Just the latest person to get sliced up by negativity bias is Megyn Kelly, who recently spoke on her NBC show about how it was okay when she was a child to dress up on Halloween by darkening your skin if you wanted to pay homage to a black person. She also mentioned a reality TV personality who did this because she liked Diana Ross and wanted to look more like her for a few hours on a holiday. These are not examples of “blackface.” One of the mistakes Kelly made was using that word when it didn’t apply, which provided an opening for all the self-deputized speech police waiting to pounce.
NBC News Chairman Andy Lack slammed Kelly after she’d apologized. “There is no other way to put this, but I condemn those remarks,” he said. “There is no place on our air or in this workplace for them.” Lack then praised NBC’s Al Roker and Craig Melvin, who threw their colleague under the bus without asking her what she’d meant, calling her words, “ignorant” and “racist.” Roker demanded another apology. Maybe that’s the new rule—one apology on national TV isn’t sufficient. Anyway, even 10 wouldn’t have been enough for Kelly, who’s lost her morning show.
When she left Fox News last year, Lack decided it was a great idea to give Kelly a huge contract to do something she wasn’t particularly well-suited for—being the friendly, unthreatening morning TV face, like Katie Couric, that puts you in a good mood before you head off to work—and now he sees a great opportunity to void that contract. Roker and Melvin are merely trying to burnish their “woke” bona fides because they’re opportunists too. They pretend to speak for all black people, which is not the case. It’s been a depressing spectacle, but just par for the course.
Few pause for a moment to ponder what someone really meant to say. There’s a lot to gain by not granting the benefit of the doubt in the current call-out culture. If you’re wrong, you’re never held to task. There’s a moral hazard that removes much of the risk from unfairly attacking people. Look at all the prominent conservative pundits—Ann Coulter, Rush Limbaugh, Kurt Schlichter, Dinesh D’Souza, etc.—who immediately said that the recent string of bombing attempts was a Democratic ploy, and how it won’t hurt their reputations even now that the suspect in custody’s a registered Republican.
The default’s now attributing the worst motives to people instantly, but the negativity between opposing political sides in a nation has to be counterbalanced by a degree of positivity if political discourse is to remain viable. The outer limit of the negativity-to-positivity ratio is difficult to quantify, but we’re way beyond that point now.

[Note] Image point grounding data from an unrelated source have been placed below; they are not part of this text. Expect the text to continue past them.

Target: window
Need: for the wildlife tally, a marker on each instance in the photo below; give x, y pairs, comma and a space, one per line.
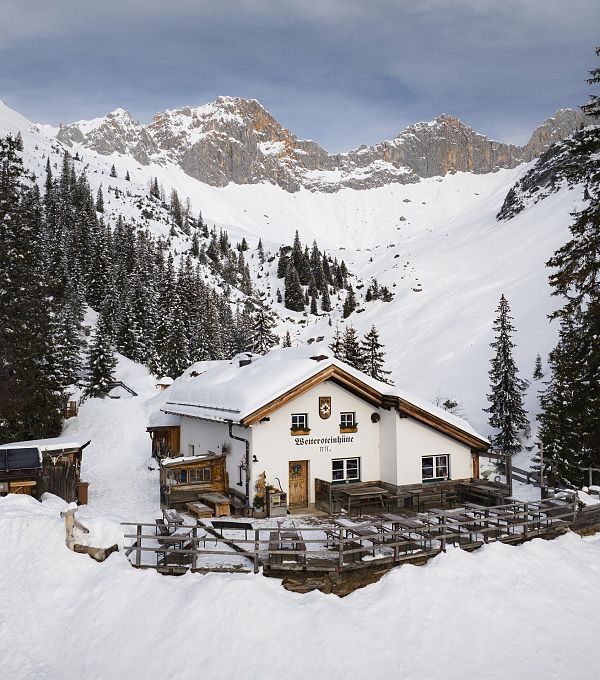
195, 476
300, 422
348, 422
435, 467
345, 470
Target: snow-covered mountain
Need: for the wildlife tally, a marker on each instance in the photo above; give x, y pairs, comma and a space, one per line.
436, 243
237, 140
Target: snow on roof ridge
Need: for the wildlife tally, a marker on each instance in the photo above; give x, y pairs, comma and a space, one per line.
225, 390
50, 444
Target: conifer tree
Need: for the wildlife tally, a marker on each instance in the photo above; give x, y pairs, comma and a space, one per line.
294, 295
351, 348
349, 303
30, 394
373, 361
337, 346
101, 361
538, 373
507, 414
99, 200
570, 417
263, 338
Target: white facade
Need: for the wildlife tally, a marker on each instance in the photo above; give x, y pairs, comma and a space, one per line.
390, 449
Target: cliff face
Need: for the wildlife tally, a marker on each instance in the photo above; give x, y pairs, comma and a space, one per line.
237, 140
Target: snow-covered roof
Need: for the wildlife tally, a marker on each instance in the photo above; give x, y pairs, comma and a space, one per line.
168, 462
161, 419
54, 444
232, 391
165, 380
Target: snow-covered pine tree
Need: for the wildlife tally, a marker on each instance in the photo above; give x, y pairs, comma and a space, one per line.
101, 361
99, 200
351, 348
507, 413
570, 417
325, 298
349, 303
263, 338
30, 396
337, 346
294, 294
372, 358
538, 372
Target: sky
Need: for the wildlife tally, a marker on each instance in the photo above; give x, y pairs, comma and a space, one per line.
341, 72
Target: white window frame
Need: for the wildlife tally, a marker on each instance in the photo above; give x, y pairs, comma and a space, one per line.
344, 462
436, 460
297, 418
352, 415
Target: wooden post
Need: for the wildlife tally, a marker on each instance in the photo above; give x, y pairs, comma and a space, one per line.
194, 547
138, 542
443, 539
256, 548
486, 525
542, 475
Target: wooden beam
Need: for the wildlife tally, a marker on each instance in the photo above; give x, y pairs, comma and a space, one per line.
337, 375
442, 425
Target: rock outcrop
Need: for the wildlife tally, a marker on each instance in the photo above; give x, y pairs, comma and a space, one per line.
237, 140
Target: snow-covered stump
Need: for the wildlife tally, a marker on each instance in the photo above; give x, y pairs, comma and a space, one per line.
98, 554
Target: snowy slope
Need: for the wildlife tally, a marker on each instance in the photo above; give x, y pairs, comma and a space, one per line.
436, 244
502, 612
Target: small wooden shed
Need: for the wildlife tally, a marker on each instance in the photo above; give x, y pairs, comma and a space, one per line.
184, 479
43, 465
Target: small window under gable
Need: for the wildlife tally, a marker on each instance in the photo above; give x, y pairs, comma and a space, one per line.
435, 468
299, 423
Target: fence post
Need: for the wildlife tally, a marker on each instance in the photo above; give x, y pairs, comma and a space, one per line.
194, 547
138, 542
256, 547
443, 539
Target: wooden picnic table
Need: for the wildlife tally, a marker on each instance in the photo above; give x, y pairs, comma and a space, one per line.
172, 517
362, 494
218, 501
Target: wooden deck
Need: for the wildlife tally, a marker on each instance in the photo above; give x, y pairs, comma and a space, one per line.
342, 545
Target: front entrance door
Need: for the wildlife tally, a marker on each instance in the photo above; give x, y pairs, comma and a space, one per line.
298, 487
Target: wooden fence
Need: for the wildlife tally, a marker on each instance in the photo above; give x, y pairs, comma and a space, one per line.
338, 547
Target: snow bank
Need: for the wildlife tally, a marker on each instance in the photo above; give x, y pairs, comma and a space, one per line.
494, 612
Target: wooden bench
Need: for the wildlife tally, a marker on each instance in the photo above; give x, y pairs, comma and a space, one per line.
218, 502
199, 509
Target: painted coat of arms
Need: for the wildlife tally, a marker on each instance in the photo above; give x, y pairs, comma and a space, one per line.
324, 407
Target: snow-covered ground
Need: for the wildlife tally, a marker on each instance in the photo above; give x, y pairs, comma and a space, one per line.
501, 612
436, 244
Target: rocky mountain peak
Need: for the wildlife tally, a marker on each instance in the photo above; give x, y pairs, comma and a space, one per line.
233, 139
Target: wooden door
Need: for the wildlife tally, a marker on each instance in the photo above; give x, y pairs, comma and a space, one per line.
298, 486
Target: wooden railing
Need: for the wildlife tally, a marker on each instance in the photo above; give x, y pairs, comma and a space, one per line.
343, 548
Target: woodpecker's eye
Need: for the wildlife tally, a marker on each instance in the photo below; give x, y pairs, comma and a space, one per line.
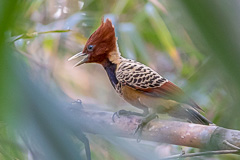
90, 47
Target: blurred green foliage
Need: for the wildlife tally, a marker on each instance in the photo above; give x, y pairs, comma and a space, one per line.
192, 43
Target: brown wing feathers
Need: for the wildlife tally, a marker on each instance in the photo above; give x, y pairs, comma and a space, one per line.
143, 78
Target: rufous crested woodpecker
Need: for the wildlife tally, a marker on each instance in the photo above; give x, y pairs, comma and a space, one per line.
137, 83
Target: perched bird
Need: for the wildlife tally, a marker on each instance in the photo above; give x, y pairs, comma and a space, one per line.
138, 84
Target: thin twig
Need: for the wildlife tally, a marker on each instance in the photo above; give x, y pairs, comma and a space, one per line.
201, 154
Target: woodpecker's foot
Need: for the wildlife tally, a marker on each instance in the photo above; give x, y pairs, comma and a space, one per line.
123, 112
77, 102
143, 123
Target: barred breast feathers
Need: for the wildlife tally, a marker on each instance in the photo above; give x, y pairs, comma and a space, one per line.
137, 75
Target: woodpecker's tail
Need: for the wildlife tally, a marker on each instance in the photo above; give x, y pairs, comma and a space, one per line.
190, 114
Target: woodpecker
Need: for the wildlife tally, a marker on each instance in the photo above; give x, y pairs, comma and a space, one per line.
137, 83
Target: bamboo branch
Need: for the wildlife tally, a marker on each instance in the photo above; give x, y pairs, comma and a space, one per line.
171, 132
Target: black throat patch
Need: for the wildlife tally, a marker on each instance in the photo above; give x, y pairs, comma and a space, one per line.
110, 69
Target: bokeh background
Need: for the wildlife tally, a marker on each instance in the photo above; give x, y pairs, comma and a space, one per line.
195, 44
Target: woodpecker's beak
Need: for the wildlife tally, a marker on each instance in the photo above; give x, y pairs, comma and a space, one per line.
79, 55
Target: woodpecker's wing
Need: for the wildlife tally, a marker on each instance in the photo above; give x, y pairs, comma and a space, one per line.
146, 80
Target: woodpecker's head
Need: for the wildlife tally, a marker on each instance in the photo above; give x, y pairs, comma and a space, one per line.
100, 46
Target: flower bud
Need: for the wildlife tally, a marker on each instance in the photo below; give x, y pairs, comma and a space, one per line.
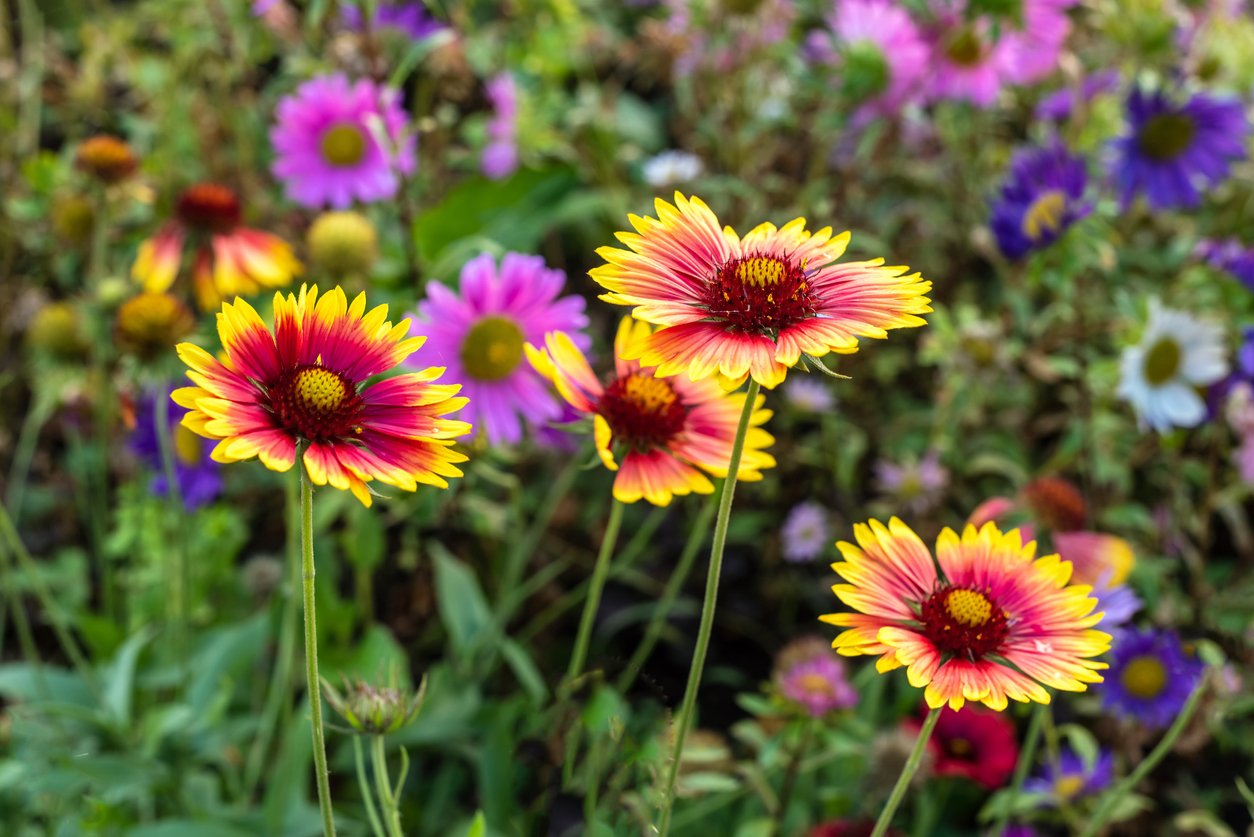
342, 244
375, 710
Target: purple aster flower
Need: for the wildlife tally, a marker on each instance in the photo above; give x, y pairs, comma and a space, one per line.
805, 532
1071, 778
809, 394
880, 52
1059, 106
1173, 151
818, 684
1042, 196
1150, 677
500, 154
479, 336
409, 19
337, 142
916, 485
1229, 256
200, 478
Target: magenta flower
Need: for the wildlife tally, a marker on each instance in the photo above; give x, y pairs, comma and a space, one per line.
339, 142
479, 335
880, 50
500, 154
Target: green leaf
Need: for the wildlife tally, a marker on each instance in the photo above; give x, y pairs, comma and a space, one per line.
463, 606
121, 679
516, 212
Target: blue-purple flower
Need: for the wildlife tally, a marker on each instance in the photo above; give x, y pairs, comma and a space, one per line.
805, 532
409, 19
1232, 257
1071, 778
1042, 196
1150, 677
1174, 151
198, 477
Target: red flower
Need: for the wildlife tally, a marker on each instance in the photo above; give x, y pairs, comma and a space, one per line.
976, 743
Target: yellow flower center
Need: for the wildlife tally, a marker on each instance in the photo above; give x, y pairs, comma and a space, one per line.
963, 47
1045, 215
760, 271
342, 144
1066, 787
1163, 362
815, 684
648, 394
1166, 136
1144, 677
969, 607
187, 446
320, 389
493, 348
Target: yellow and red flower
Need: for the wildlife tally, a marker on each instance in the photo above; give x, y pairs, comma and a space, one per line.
735, 308
660, 433
228, 259
986, 620
306, 383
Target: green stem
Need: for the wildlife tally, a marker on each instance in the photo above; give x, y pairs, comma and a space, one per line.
579, 655
311, 678
903, 781
279, 695
794, 763
368, 796
45, 600
707, 606
674, 585
1027, 756
1107, 805
593, 602
386, 798
174, 512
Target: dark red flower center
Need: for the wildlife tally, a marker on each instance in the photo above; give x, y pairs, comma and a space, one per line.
760, 294
642, 412
964, 623
208, 207
316, 403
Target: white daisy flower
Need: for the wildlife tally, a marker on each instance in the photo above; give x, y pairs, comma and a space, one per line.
1160, 377
672, 168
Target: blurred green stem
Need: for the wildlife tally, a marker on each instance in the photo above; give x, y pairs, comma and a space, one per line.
674, 585
45, 600
903, 781
368, 796
279, 695
600, 571
386, 793
311, 678
1107, 805
1027, 756
179, 581
707, 607
794, 763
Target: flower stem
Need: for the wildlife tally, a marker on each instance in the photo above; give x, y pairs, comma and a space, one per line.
903, 781
368, 796
311, 678
707, 606
674, 585
600, 572
386, 798
1107, 805
1027, 756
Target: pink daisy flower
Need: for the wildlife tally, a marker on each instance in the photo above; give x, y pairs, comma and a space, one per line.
339, 142
880, 47
479, 335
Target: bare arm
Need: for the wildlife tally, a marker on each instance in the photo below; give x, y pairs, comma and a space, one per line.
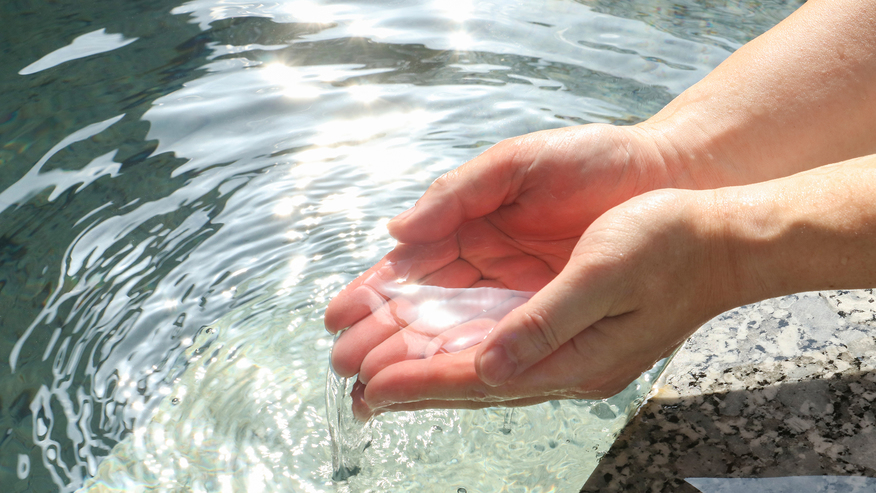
799, 96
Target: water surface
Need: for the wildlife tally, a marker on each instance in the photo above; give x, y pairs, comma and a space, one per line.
186, 184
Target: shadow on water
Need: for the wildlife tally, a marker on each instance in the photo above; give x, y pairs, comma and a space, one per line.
821, 427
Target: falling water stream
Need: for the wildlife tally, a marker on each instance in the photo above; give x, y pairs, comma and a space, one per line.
186, 184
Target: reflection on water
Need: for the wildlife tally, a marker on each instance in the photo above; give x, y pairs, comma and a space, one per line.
186, 184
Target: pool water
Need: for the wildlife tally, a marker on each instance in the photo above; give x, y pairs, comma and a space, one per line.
185, 185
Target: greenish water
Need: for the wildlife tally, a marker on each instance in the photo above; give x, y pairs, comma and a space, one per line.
184, 185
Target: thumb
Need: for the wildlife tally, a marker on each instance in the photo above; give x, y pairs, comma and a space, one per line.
569, 304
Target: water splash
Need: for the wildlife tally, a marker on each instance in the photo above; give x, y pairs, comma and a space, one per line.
349, 436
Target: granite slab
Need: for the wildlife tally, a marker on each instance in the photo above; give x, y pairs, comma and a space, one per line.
783, 389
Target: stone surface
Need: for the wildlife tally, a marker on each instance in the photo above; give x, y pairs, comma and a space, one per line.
782, 388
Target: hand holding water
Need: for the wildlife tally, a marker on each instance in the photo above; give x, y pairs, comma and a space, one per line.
508, 220
622, 273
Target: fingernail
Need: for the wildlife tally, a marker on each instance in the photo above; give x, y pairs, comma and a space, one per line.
496, 366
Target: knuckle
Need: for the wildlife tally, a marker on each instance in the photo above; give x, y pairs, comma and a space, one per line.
543, 334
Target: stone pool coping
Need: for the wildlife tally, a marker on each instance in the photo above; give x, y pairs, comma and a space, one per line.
781, 388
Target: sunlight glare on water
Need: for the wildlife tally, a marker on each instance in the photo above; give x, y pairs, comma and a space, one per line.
187, 183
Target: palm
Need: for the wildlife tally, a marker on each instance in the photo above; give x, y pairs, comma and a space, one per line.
509, 219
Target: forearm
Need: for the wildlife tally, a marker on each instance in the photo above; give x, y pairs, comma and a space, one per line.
800, 96
811, 231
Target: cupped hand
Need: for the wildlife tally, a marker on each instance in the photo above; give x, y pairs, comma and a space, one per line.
509, 219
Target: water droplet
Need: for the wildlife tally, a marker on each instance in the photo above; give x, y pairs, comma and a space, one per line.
23, 468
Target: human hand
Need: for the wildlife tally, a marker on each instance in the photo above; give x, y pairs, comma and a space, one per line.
638, 282
525, 202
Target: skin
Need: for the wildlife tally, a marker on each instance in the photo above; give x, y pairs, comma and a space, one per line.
633, 237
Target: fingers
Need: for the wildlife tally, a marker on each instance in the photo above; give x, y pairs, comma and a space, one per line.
569, 304
473, 190
407, 263
569, 372
452, 320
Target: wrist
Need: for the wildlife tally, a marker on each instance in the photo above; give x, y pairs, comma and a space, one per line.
811, 231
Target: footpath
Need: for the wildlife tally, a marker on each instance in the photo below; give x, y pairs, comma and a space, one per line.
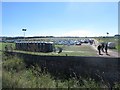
111, 53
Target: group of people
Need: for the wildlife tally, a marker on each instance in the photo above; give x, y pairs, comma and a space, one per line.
103, 47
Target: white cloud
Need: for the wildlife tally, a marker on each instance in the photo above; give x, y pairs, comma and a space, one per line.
80, 33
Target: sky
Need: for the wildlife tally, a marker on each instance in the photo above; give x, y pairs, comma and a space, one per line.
59, 18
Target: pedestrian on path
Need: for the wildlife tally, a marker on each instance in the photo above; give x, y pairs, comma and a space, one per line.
99, 49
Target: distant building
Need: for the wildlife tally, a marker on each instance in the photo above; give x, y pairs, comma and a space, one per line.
34, 46
117, 35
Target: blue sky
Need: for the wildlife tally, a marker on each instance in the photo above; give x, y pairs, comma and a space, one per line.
59, 18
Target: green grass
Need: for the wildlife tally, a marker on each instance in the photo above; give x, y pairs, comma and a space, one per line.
16, 75
2, 45
83, 50
115, 40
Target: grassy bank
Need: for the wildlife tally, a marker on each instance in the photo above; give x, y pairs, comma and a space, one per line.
16, 74
115, 40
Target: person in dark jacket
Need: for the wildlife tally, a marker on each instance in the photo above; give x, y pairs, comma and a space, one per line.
103, 46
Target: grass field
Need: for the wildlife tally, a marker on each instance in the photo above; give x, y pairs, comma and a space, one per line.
115, 40
16, 75
83, 50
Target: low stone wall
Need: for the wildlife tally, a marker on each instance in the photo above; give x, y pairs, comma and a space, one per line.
98, 68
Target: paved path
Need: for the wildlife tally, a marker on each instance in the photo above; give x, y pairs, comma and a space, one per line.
110, 52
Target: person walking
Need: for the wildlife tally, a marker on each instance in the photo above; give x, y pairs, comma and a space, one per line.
102, 46
106, 49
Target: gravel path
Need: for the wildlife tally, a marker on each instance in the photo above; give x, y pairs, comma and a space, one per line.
110, 52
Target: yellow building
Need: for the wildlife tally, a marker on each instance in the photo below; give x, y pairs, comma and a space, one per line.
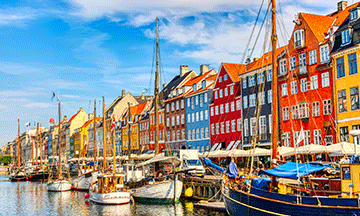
346, 79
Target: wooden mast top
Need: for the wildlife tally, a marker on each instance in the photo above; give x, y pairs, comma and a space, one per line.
156, 90
104, 136
275, 108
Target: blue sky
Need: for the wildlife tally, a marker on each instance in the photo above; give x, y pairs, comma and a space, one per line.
85, 49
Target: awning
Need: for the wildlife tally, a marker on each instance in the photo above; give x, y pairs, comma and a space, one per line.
294, 170
230, 145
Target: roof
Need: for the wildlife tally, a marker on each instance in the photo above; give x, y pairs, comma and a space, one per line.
318, 24
234, 70
264, 60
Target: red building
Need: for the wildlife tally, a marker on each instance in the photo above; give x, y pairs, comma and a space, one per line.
305, 81
225, 109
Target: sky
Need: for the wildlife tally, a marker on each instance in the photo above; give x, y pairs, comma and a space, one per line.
85, 49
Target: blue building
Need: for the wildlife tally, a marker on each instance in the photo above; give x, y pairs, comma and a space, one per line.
198, 95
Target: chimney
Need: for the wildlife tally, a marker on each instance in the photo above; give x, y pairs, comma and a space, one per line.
143, 95
342, 5
203, 69
183, 69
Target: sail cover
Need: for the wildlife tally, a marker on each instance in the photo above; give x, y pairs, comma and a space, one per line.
294, 170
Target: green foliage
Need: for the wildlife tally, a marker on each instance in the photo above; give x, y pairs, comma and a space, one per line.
5, 159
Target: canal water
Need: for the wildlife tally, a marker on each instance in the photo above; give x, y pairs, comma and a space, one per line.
32, 198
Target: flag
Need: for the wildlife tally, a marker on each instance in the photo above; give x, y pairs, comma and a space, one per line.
113, 125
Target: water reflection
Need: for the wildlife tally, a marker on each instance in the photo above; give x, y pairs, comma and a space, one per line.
32, 198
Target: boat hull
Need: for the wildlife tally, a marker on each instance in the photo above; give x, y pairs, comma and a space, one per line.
113, 198
159, 193
59, 185
82, 183
243, 203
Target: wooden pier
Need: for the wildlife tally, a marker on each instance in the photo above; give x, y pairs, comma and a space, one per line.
205, 188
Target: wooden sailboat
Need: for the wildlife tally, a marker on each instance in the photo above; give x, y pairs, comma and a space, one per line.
245, 199
18, 174
87, 173
109, 187
58, 183
159, 190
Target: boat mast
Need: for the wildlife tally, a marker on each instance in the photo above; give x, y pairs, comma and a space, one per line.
18, 162
59, 139
156, 90
95, 150
275, 129
104, 136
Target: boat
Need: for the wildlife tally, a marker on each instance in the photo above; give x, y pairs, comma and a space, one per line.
57, 182
18, 174
158, 189
252, 195
109, 188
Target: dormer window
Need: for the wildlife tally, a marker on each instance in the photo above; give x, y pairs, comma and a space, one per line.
345, 36
354, 14
299, 38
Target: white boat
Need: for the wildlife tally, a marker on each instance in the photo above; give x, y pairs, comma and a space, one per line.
59, 185
109, 190
159, 192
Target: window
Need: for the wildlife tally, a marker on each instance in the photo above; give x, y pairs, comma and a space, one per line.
261, 98
293, 87
317, 137
302, 59
283, 67
287, 139
245, 101
295, 112
304, 110
246, 127
345, 36
324, 53
340, 67
316, 108
292, 63
299, 38
270, 96
252, 80
262, 124
354, 98
352, 64
252, 126
284, 89
269, 75
252, 99
313, 82
312, 57
303, 85
342, 101
285, 113
344, 134
260, 78
325, 79
239, 124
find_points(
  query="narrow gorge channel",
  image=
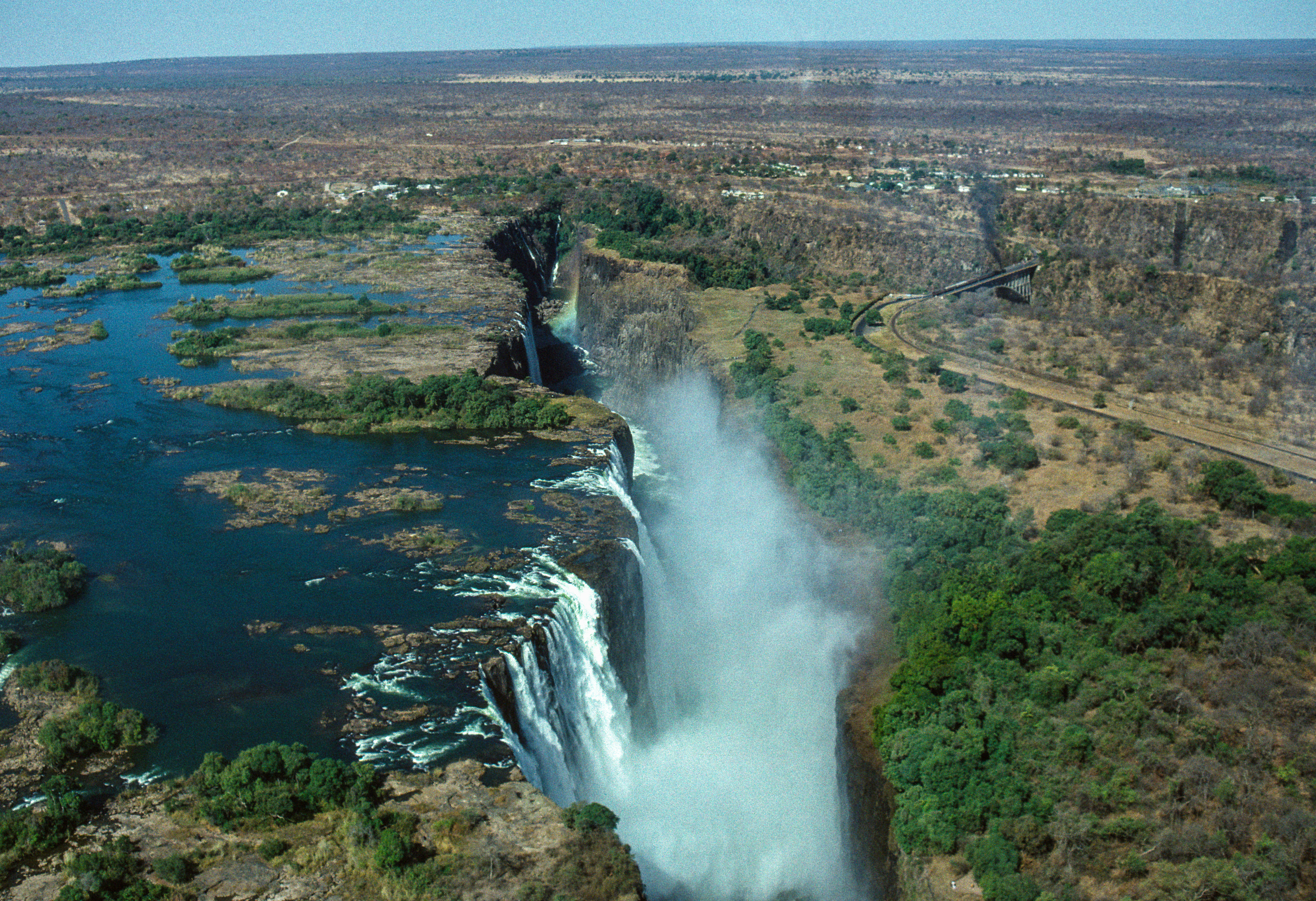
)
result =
(719, 749)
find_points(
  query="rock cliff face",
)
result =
(1227, 271)
(635, 321)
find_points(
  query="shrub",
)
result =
(56, 676)
(94, 726)
(177, 869)
(952, 383)
(273, 847)
(40, 579)
(1138, 428)
(823, 327)
(391, 850)
(278, 782)
(10, 642)
(589, 817)
(957, 411)
(1012, 453)
(1233, 486)
(1017, 400)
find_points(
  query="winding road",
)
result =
(1297, 461)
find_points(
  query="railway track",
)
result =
(1290, 458)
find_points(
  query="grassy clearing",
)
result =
(224, 274)
(276, 307)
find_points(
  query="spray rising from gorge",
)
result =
(725, 774)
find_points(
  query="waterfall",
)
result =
(733, 792)
(575, 720)
(532, 349)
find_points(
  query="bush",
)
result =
(177, 869)
(391, 850)
(94, 728)
(589, 817)
(462, 402)
(1233, 486)
(57, 676)
(1136, 428)
(823, 327)
(271, 849)
(1017, 400)
(10, 642)
(952, 383)
(40, 579)
(1012, 453)
(278, 782)
(957, 411)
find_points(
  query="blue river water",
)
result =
(99, 461)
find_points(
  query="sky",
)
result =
(65, 32)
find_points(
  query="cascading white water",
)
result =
(532, 349)
(735, 794)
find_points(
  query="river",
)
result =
(99, 461)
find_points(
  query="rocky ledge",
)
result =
(478, 844)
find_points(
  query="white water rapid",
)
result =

People spend time in front of a mirror every day, because they have to look presentable, but almost no time on self-reflection because it’s so easy to just follow your crowd. The U.S. is a “Christian nation” in name only, as nothing could be less Christian than tearing someone down just because you can, or because it builds you up.
Looking for the bad—attributing to malice what might actually be ignorance or insensitivity—all the time means we’re creating the worst possible version of ourselves. Occasionally you’ll see people seeking redemption publicly apologize—they look in the mirror one morning and don’t recognize what they see. Often they let this happen by reacting to what others were doing instead of following an inner moral compass. That’s what’s happening in the U.S., but with Donald Trump as president there isn’t much hope that people will start “looking in the mirror” for other reasons than to make sure their hair looks okay.